Ruling by state’s highest court could provide boost for those fighting eviction
The state’s highest court has ruled that people fighting eviction from homes they lost to foreclosure can challenge the validity of a property seizure in housing court after the fact, a decision advocates for homeowners’ rights are calling a major victory.
The Massachusetts Supreme Judicial Court’s unanimous ruling, released today, involved KC Bailey, a Mattapan man whose home was taken back by the lender through foreclosure. In 2009, Bailey contested his eviction during a housing court proceeding, saying the foreclosure process itself was flawed.

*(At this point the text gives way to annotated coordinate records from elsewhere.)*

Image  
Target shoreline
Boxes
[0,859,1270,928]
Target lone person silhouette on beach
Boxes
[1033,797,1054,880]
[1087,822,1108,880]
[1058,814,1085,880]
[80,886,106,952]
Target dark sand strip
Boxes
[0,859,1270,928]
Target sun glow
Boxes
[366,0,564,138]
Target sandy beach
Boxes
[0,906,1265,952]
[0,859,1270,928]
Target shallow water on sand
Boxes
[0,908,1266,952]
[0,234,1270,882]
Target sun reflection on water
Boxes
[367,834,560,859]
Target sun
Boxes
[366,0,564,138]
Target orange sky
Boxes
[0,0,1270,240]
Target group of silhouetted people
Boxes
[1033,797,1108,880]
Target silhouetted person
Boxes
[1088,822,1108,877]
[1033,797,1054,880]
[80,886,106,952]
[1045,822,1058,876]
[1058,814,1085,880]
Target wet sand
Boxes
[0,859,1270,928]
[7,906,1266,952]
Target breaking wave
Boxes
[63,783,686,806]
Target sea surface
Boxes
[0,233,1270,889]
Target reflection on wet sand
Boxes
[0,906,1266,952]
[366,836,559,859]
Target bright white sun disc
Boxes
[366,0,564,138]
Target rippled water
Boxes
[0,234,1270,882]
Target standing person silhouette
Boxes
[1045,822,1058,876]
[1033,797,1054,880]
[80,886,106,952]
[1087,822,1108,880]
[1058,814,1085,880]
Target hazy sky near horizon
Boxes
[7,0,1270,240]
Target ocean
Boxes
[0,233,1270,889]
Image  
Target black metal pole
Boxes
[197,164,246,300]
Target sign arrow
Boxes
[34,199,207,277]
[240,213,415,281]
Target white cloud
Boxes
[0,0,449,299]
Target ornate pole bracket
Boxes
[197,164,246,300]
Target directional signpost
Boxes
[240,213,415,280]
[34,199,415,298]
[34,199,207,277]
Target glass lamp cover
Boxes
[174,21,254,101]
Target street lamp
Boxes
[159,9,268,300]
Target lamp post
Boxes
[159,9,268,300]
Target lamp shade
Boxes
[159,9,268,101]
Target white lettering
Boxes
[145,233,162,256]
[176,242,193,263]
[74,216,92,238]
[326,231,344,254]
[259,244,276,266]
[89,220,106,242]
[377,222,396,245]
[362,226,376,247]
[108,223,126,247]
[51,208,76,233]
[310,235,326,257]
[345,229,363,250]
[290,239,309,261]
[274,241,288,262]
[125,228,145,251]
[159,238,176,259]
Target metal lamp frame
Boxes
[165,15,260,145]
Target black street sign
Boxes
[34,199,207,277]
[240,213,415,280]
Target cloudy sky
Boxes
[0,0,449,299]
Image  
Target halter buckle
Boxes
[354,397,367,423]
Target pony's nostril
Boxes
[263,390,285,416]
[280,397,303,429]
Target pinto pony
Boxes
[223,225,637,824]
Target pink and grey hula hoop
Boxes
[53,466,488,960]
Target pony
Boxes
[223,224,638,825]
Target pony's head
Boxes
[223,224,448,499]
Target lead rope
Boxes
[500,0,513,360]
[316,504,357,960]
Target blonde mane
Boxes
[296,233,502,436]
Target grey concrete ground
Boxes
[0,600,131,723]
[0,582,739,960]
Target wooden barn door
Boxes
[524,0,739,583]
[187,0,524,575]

In land court, Bailey claimed he only learned of the 2007 foreclosure when he found an eviction notice taped to a fence surrounding his property. He refused to leave the house on the grounds he was not given proper notice of the sale.
Bank of New York, which wanted to evict Bailey, argued that the housing court didn’t have the authority to consider a challenge to a foreclosure that had already been finalized, and the judge agreed. Bailey appealed and the Supreme Judicial Court decided to take the case. As a result of its ruling, the case now goes back to housing court.
“We conclude that the housing court has jurisdiction to consider the validity of the plaintiff’s title as a defense to a summary process action after a foreclosure sale,’’ the court ruled in a decision written by Justice Fernande R.V. Duffly.
Local housing advocates said the ruling provides a boost for troubled homeowners because it means lenders must prove they have a clear title to a home before evicting its occupants.
“It’s a big win because the banks have been saying once they foreclose they can evict people and there is no right to challenge the underlying foreclosure,’’ said Nadine Cohen, a managing attorney with Greater Boston Legal Services, which submitted to the court a brief in support of Bailey.
The attorney representing Bank of New York could not immediately be reached for comment.